Tuesday, January 26, 2010

No Sex Please! We're Just Kids!

Perhaps it's not that surprising that a mother in Menifee, California, asked the Menifee Union School District to ban all copies of the 10th edition of Merriam-Webster's Collegiate Dictionary after her child stumbled across the term "oral sex." What is surprising, indeed horrifying, is that district officials immediately complied with her request, and pulled all dictionaries off classroom shelves throughout the Southern California school district, which serves 9,000 kids, kindergarten through eighth grade.

District officials said on Friday that they are forming a committee to consider a permanent classroom ban of the Merriam Webster's Collegiate Dictionary. District spokeswoman Betti Cadmus said that school officials will review the dictionary to decide if it should be permanently banned because of the "sexually graphic" entry. "It's hard to sit and read the dictionary, but we'll be looking to find other things of a graphic nature," Cadmus said. (Isn't that just what those fourth and fifth graders like to do?!)

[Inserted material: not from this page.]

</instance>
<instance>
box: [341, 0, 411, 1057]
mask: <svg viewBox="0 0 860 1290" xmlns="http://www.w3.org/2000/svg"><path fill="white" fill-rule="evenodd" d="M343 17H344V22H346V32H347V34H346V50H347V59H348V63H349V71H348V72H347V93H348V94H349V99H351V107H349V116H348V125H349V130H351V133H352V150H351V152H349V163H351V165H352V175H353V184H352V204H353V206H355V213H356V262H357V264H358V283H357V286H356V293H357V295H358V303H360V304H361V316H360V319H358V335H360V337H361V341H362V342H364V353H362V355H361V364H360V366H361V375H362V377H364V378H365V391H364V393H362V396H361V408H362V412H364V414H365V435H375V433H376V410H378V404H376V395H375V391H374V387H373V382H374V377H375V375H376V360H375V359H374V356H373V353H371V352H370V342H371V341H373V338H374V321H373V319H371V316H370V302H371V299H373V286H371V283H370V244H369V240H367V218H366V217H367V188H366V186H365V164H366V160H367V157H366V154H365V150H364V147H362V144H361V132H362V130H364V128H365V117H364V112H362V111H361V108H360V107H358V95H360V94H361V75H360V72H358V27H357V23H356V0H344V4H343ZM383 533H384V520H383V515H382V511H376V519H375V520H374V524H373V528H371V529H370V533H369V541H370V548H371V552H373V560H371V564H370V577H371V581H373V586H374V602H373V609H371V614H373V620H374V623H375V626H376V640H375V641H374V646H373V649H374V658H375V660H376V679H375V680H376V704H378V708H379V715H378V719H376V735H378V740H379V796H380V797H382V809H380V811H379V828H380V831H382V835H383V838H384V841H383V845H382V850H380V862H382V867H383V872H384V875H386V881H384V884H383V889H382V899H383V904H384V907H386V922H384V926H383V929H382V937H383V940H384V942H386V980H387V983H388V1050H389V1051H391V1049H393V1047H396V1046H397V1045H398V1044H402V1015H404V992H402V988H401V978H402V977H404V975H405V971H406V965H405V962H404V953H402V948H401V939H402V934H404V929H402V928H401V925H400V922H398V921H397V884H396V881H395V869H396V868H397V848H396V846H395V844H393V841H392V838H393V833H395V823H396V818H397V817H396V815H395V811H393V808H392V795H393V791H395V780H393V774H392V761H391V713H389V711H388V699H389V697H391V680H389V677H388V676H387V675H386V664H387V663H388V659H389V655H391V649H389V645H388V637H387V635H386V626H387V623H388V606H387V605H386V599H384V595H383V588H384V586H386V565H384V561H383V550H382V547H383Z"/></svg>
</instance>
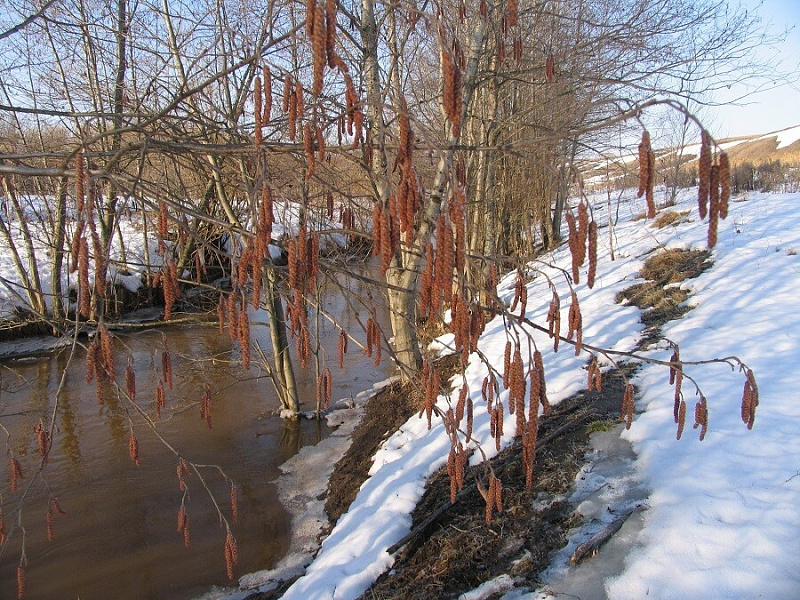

Apparently some parents and free-speech advocates believe that district officials are overreacting. No kidding! Let's put this in perspective: every year, public schools across the country receive hundreds of requests from parents, public officials and activists to remove books they consider inappropriate. Between 1990 and 2008, the American Library Association logged more than 9,600 requests to take books away from library shelves, summer reading lists and school classrooms. Most of these challenged books remain on the shelves.

Parents have every right to complain if they disapprove of a particular book assigned to their child. But for the district to pull those dictionaries without consulting parents, teachers, or the school board is not only ludicrous, it is also wrong. Here's the District's Mission Statement: "The Mission of the Menifee Union School District in partnership with students, families, and the changing, diverse Menifee Valley communities is to develop lifelong learners with the skills, knowledge, and desire to be respectful, compassionate, responsible, and contributing citizens by providing a high-quality education in a
nurturing, challenging learning environment in which all children are empowered to reach their full potential."

What kind of partnership exists if one mother has the power to empty bookshelves of dictionaries? It seems that the district has acted in a way that entirely goes against what it claims that it sets out to do. And how on earth can this be a "challenging learning environment" where students can "reach their full potential" if they are denied access to the most basic reference material?

As Peter Scheer, executive director of the California First Amendment Coalition says "common sense seems to be lacking in this school."